На Жиздре сидел одинокий, упрятанный в тулуп удильщик. Поприветствовали его, взяли предложенный бур — везение, не надо долбить ломом! — просверлили полуметровой глубины прорубь. Из нее хлынула зеленая вода, придавленная льдом, и Ивантьев даже отшатнулся: так напомнила она тяжелую баренцевскую!
Защокин размотал леску, наживил красную блестку мотыля — прямо-таки резанувшую глаза живым цветом, — опустил крючок в лунку, сел на рыбацкий ящик и принялся мерно подергивать короткое удилище с пробковой рукоятью, чтобы там, в сумеречной глубине реки, мотыль поигрывал каплей горячей крови.
Довольно скоро он выудил желто-пятнистого окунька в пол-ладони, затем сизого ершика, воскликнул:
— Поэзия, Евсей Иванович!
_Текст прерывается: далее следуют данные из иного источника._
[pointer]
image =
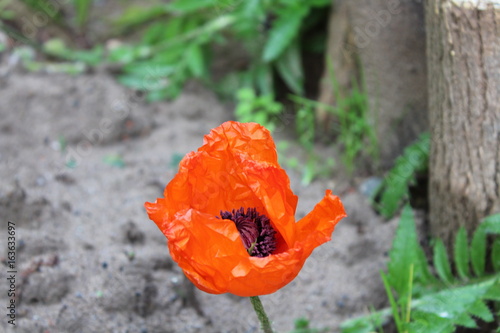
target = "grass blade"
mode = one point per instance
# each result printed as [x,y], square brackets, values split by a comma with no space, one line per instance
[461,254]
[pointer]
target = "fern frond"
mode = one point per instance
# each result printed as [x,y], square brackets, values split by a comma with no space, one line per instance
[406,251]
[394,189]
[458,305]
[441,262]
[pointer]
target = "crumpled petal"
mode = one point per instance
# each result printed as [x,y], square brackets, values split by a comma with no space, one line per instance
[237,167]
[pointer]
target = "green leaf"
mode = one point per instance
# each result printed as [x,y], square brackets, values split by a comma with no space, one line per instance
[82,8]
[196,61]
[453,304]
[289,66]
[415,158]
[284,30]
[187,6]
[495,255]
[406,251]
[135,15]
[480,310]
[461,253]
[491,224]
[264,79]
[441,262]
[392,301]
[478,251]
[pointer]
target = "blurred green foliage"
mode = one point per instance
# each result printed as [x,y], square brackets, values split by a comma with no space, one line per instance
[157,47]
[432,296]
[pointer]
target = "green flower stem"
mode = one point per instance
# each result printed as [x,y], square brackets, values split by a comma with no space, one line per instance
[261,313]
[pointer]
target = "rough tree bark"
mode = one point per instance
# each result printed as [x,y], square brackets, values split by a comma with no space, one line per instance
[385,41]
[463,56]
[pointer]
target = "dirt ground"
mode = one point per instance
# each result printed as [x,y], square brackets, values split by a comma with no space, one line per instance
[79,156]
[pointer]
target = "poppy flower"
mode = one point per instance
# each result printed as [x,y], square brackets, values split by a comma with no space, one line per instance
[228,215]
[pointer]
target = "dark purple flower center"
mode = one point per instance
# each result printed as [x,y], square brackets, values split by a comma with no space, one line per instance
[256,231]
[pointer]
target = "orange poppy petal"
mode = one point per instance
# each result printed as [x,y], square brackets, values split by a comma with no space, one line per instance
[271,186]
[237,167]
[316,227]
[249,138]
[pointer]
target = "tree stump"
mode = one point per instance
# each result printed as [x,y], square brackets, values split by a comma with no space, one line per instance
[463,57]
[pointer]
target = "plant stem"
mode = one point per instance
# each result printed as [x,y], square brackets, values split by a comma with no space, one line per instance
[261,313]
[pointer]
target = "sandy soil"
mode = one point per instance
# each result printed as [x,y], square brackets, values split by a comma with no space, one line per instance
[79,157]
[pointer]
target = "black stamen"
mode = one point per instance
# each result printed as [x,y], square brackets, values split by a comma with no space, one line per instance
[256,231]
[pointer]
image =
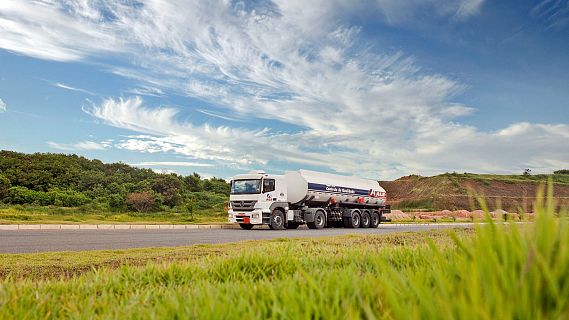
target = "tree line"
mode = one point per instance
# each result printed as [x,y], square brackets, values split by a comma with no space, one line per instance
[48,179]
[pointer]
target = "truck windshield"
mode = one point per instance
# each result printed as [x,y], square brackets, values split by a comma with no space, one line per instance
[246,186]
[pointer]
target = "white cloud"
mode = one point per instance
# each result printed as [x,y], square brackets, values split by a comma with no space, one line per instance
[347,106]
[172,163]
[397,11]
[437,147]
[217,115]
[147,91]
[82,145]
[67,87]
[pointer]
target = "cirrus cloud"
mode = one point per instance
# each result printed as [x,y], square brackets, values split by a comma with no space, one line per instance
[344,103]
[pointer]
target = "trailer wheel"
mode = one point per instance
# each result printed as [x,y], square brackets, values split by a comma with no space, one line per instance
[375,219]
[292,225]
[366,220]
[319,221]
[353,221]
[277,220]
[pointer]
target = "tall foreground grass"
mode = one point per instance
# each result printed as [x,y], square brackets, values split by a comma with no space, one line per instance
[503,272]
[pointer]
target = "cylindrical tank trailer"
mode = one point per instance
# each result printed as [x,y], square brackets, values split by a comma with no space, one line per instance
[316,199]
[318,187]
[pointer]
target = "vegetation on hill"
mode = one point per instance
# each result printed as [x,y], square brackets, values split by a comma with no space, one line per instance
[453,191]
[45,179]
[516,271]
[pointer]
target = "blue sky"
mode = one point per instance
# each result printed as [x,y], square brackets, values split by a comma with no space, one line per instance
[378,89]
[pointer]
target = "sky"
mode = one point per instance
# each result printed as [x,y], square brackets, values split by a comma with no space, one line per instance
[378,89]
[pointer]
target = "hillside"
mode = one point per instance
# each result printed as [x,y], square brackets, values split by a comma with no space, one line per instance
[451,191]
[59,180]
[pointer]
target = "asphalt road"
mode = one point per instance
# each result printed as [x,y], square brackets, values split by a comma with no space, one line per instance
[28,241]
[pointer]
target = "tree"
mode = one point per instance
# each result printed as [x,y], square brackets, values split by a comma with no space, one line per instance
[169,186]
[141,201]
[193,182]
[4,186]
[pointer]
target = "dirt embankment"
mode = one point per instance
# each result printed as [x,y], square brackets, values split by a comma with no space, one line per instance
[448,192]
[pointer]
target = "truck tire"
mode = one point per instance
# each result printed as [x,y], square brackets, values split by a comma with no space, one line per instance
[277,220]
[366,219]
[319,221]
[292,225]
[353,221]
[375,219]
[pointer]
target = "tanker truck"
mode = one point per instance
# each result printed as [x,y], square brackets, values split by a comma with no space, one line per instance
[305,197]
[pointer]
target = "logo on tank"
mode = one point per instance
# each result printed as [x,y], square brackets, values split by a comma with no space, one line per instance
[376,193]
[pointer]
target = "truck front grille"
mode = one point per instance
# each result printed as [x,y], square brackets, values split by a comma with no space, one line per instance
[243,205]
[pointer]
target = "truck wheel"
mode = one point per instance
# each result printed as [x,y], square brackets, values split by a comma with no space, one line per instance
[375,219]
[319,221]
[292,225]
[277,220]
[365,220]
[352,221]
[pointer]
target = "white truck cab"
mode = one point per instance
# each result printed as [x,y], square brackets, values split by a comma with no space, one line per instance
[254,196]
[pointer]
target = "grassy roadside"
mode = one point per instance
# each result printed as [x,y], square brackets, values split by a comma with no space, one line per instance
[497,272]
[43,215]
[54,265]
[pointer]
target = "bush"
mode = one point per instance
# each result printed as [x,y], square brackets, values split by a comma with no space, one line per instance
[4,186]
[141,201]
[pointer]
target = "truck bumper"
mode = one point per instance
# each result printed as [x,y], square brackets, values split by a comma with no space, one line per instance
[251,217]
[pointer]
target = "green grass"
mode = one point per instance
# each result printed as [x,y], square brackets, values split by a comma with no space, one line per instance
[498,272]
[412,205]
[512,178]
[48,215]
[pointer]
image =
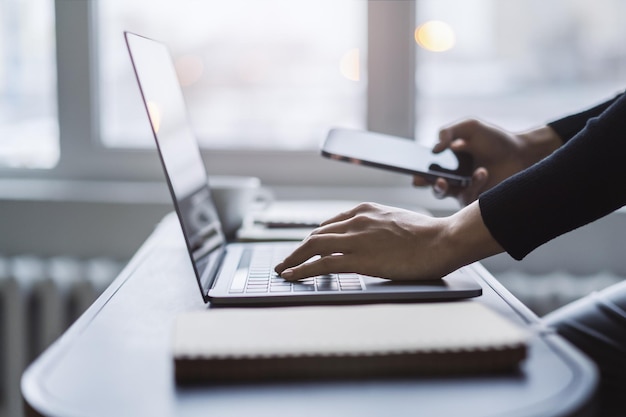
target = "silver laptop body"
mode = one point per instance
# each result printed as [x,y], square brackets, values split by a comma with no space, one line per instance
[241,274]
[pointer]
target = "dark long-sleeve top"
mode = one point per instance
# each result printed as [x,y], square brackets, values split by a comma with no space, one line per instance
[580,182]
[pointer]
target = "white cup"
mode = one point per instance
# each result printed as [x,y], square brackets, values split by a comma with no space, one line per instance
[234,196]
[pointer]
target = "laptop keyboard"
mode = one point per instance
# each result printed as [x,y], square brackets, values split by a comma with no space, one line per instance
[261,277]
Непременно обзаводитесь снастью. В морях вы черпали, здесь будете по одной выманивать, зато бесценной, несказанно радостной!
И вправду, Ивантьев обрадовался двум этим мизерным рыбешкам, подержал их в руках — тепленьких на морозе, — пожелал доктору рыбацкой удачи и пошел готовить обед, размышляя о безунывном ученом старике и, кстати, о его понимании поэзии. Потрясающе, говорил он Ивантьеву, будто коллеге по кафедре русского языка и литературы, один известный писатель, отвечая на анкету, сказал: чувствую поэзию, без нее не живу, а что такое она — не знаю. Как же пишет свои произведения, если не знает? Ведь где-то он учился, слышал: талант — от природы, от рождения, от бога, что тоже понимается природой... Когда-то, в своей первобытности, человек был слит с природой и не видел ее. Постепенно, выделяясь, обосабливаясь, он стал терять природу, отдаляться и как бы видеть ее уже со стороны, восторгаться окружающей красотой. Так вот тоска по утерянному единству с природой и есть поэзия. Она тонизирует, настраивает нас, наш дух, ощущение причастности и к ничтожной былинке, и к пугающему мирозданию.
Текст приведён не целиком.